La Libia è vicina, la guerra anche.
L’elemento importante rispetto alla questione libica negli ultimi giorni è un
sostanziale svelamento. Da tempo operano sul terreno unità speciali che stanno
facendo quel che fanno sempre le unità speciali: preparano l’attacco in forze.
Rilievi sul territorio, informazioni di
intelligence, se possibile eliminazione di elementi sgraditi, consistenza e
posizione degli attori sul terreno e via così. Allo stesso tempo, però, il tiro
mancino è nelle parole scelte dall’amministrazione Obama per parlare del ruolo
italiano.
Badate bene, che le parole sono importanti
in politica estera. E’ l’Italia che chiede un ruolo guida nella futura missione
in Libia, e i magnanimi Stati Uniti lo concedono, come il vecchio feudatario,
rispetto al vassallo locale.
Quanta distanza dal tono dell’annuncio
della concessione della base militare di Sigonella.
“L’autorizzazione verrà data caso per caso”, spiegava il premier italiano
Matteo Renzi ai microfoni di Rtl 102-5. “Se ci sono evidenze del fatto che
attentatori preparano un attacco, l’Italia farà la sua parte come tutti gli
altri”.
Al netto della gravità del fatto che
l’opinione pubblica italiana e il Parlamento di Roma vengano a conoscenza
dell’autorizzazione concessa al decollo di droni d’attacco a gennaio solo un
mese dopo, e dal Wall Street Journal,
resta il passaggio di livello operativo della missione in Libia.
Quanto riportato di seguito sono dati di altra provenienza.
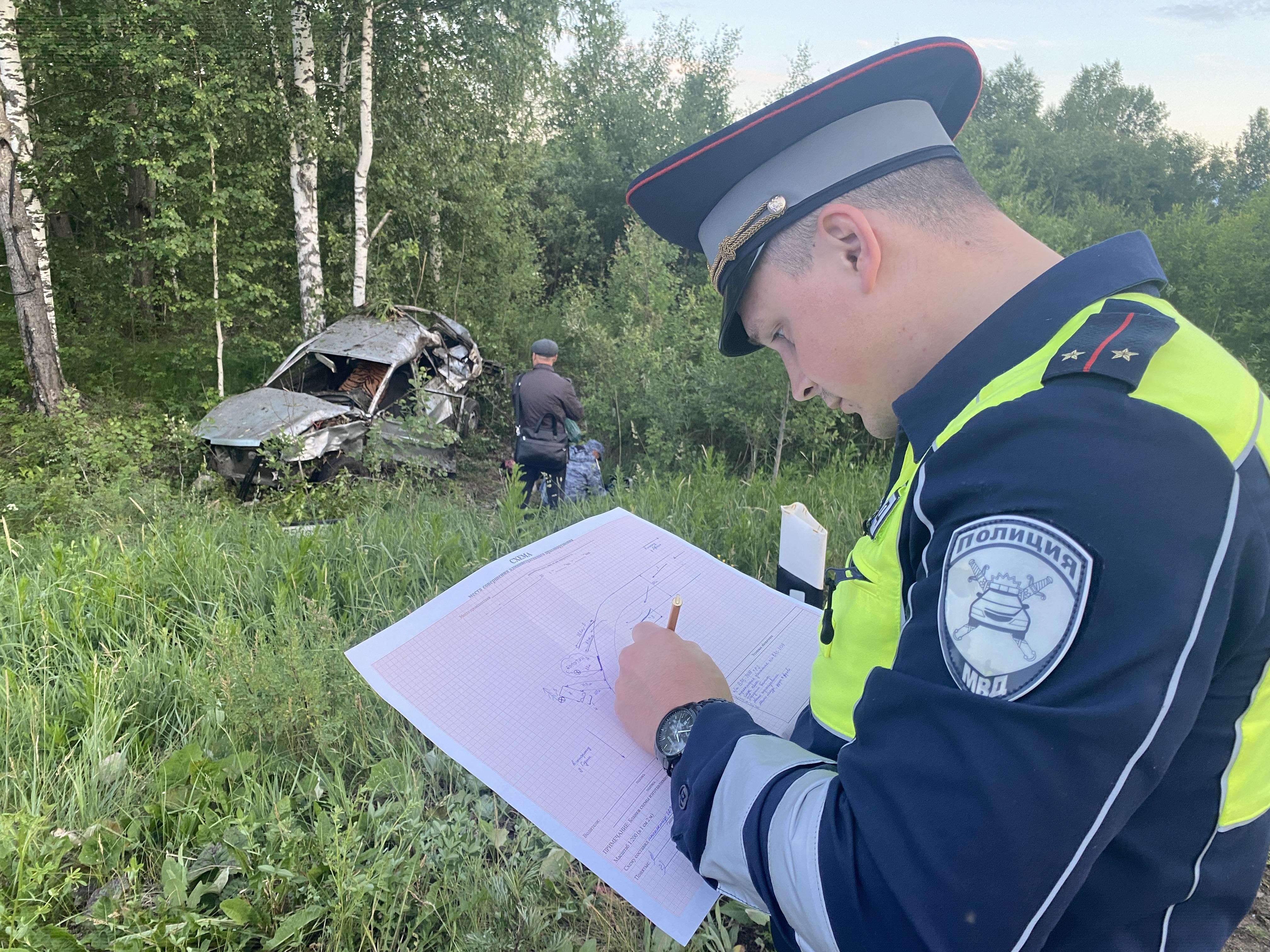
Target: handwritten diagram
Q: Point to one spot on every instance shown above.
(511, 672)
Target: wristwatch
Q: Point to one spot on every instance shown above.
(672, 733)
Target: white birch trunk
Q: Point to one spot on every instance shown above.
(364, 161)
(216, 285)
(14, 83)
(304, 173)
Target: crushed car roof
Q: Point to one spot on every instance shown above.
(393, 341)
(249, 419)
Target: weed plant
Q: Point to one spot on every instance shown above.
(190, 762)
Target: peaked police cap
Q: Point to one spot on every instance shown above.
(728, 195)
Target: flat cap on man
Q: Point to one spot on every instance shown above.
(545, 348)
(728, 195)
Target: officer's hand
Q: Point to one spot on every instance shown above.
(660, 672)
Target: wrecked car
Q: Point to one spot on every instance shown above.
(364, 377)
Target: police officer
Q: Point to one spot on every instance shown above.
(543, 402)
(1038, 717)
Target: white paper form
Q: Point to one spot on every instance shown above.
(511, 673)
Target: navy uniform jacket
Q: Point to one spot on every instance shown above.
(1085, 814)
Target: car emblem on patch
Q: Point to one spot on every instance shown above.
(1013, 596)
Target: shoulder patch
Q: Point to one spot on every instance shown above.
(1013, 596)
(1118, 342)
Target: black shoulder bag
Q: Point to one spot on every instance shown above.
(536, 450)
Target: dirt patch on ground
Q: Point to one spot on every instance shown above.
(1254, 932)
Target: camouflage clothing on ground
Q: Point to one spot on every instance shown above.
(582, 477)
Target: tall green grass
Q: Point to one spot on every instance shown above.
(188, 761)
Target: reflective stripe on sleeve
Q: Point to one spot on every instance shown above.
(794, 860)
(758, 761)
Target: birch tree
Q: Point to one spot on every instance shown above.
(38, 348)
(304, 173)
(363, 238)
(14, 82)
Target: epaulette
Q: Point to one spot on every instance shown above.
(1118, 342)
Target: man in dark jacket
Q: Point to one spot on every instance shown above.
(544, 400)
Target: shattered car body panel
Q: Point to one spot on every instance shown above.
(249, 419)
(331, 390)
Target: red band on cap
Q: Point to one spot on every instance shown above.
(797, 102)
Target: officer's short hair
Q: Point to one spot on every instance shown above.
(934, 196)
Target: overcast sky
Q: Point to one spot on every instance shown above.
(1208, 60)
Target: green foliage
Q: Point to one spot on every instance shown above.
(191, 762)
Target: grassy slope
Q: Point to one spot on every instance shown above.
(190, 762)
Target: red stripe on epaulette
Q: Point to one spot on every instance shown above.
(797, 102)
(1109, 339)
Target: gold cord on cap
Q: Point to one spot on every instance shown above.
(770, 211)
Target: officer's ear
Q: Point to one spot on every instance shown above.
(848, 239)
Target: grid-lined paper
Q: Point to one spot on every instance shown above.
(515, 668)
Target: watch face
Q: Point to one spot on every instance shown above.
(672, 735)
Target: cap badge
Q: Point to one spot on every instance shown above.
(769, 211)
Il ministro degli Esteri, Paolo Gentiloni,
precisava come “la concessione di Sigonella non è un preludio a un attacco
militare”. Il ministro della Difesa, Roberta Pinotti,
conferma: “ I droni armati americani sono pensati non solo in funzione
della Libia, ma per la protezione degli assetti e del personale americano e
della coalizione in tutta l’ area. Non è una decisione legata a
un’accelerazione sulla Libia”.
Tutto l’esecutivo
italiano, insomma, si muove su tre principi chiave: non stiamo andando in guerra, ospitiamo
gli alleati, collaboriamo con loro e
ci ‘difendiamo’ dagli attacchi
terroristici. Un profilo basso, difensivo, da alleati affidabili. Tutti
ribadiscono: l’opzione diplomatica resta la preferita.
Ecco perché l’uscita dell’amministrazione
Obama, che non avrà apprezzato comunque l’uscita della Pinotti che praticamente
confermava pubblicamente la presenza di elementi Usa sul terreno in Libia, ha
lanciato un messaggio chiaro a Roma: ci siete, e ci siete fino in fondo. E ci
siete perché siete voi che ci volete essere.
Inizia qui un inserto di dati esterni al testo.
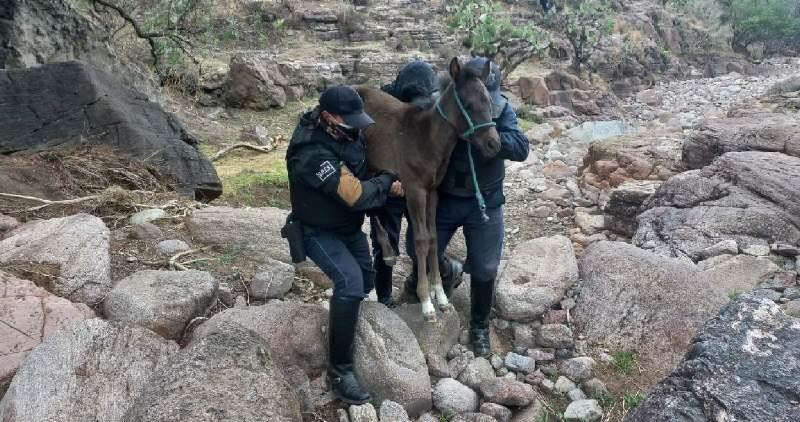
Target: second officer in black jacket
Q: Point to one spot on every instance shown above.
(330, 193)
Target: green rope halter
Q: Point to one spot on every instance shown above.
(467, 134)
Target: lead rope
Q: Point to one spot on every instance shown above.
(472, 129)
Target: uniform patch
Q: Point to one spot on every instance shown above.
(326, 169)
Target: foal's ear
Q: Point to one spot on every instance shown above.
(455, 69)
(487, 71)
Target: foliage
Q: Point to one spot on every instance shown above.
(632, 400)
(763, 20)
(623, 362)
(490, 33)
(584, 23)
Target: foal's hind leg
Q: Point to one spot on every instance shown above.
(387, 251)
(437, 290)
(416, 202)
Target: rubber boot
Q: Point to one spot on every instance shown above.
(383, 284)
(481, 297)
(452, 271)
(342, 329)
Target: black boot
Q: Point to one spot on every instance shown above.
(342, 329)
(383, 284)
(452, 271)
(481, 295)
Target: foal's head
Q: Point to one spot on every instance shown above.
(472, 118)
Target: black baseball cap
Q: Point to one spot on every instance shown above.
(345, 102)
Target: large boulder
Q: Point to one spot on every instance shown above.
(95, 108)
(632, 299)
(28, 315)
(535, 278)
(36, 32)
(636, 156)
(293, 332)
(389, 362)
(68, 255)
(742, 196)
(434, 338)
(163, 301)
(228, 375)
(765, 132)
(255, 228)
(743, 365)
(90, 371)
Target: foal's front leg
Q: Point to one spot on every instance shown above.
(437, 289)
(417, 210)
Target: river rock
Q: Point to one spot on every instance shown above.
(89, 371)
(433, 337)
(743, 365)
(70, 252)
(535, 278)
(273, 279)
(28, 315)
(451, 397)
(258, 229)
(507, 392)
(227, 375)
(634, 299)
(741, 196)
(163, 301)
(388, 360)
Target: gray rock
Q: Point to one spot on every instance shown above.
(452, 397)
(740, 196)
(596, 389)
(576, 394)
(634, 299)
(294, 332)
(535, 278)
(92, 370)
(162, 301)
(258, 229)
(77, 248)
(46, 119)
(518, 363)
(496, 361)
(228, 372)
(146, 216)
(535, 412)
(392, 412)
(564, 385)
(145, 231)
(500, 413)
(388, 360)
(744, 362)
(507, 392)
(476, 372)
(793, 308)
(363, 413)
(583, 411)
(725, 247)
(437, 366)
(273, 279)
(577, 369)
(433, 337)
(172, 246)
(554, 335)
(543, 355)
(715, 137)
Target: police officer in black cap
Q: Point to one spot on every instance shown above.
(330, 193)
(457, 208)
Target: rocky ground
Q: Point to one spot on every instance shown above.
(639, 227)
Come potrebbe essere altrimenti, d’altronde?
Il legame economico – energetico tra Italia e Libia è molto più che strategico,
è vitale. La Francia, da decenni, prova a prendere quel posto che rispetto a
Tripoli Roma ha occupato da sempre.
L’ansia dell’esecutivo italiano è quella:
dover difendere la posizione di leader sulla questione libica, ma allo stesso
tempo non assecondare nell’opinione pubblica interna la consapevolezza del
fatto che la missione militare in Libia esporrà il paese alla reazione di Daesh
e degli squilibrati che si rifanno al brand Stato Islamico.
Perché fino a oggi, l’Italia si è tenuta
lontana dai teatri caldi, al contrario della Francia, che ha rappresentato un bersaglio del
terrorismo anche perché ha elevato in modo esponenziale la sua presenza
militare in Medio Oriente e in Africa.
A Parigi, questo ormai è chiaro a tutti, il
presidente Francois Hollande ha una sola speranza di essere rieletto ed è
quella di accreditarsi come ‘presidente di guerra’. Il premier italiano Matteo
Renzi, invece, la guerra la eviterebbe volentieri, ma i nodi di una politica
estera italiana confusa sono venuti al pettine.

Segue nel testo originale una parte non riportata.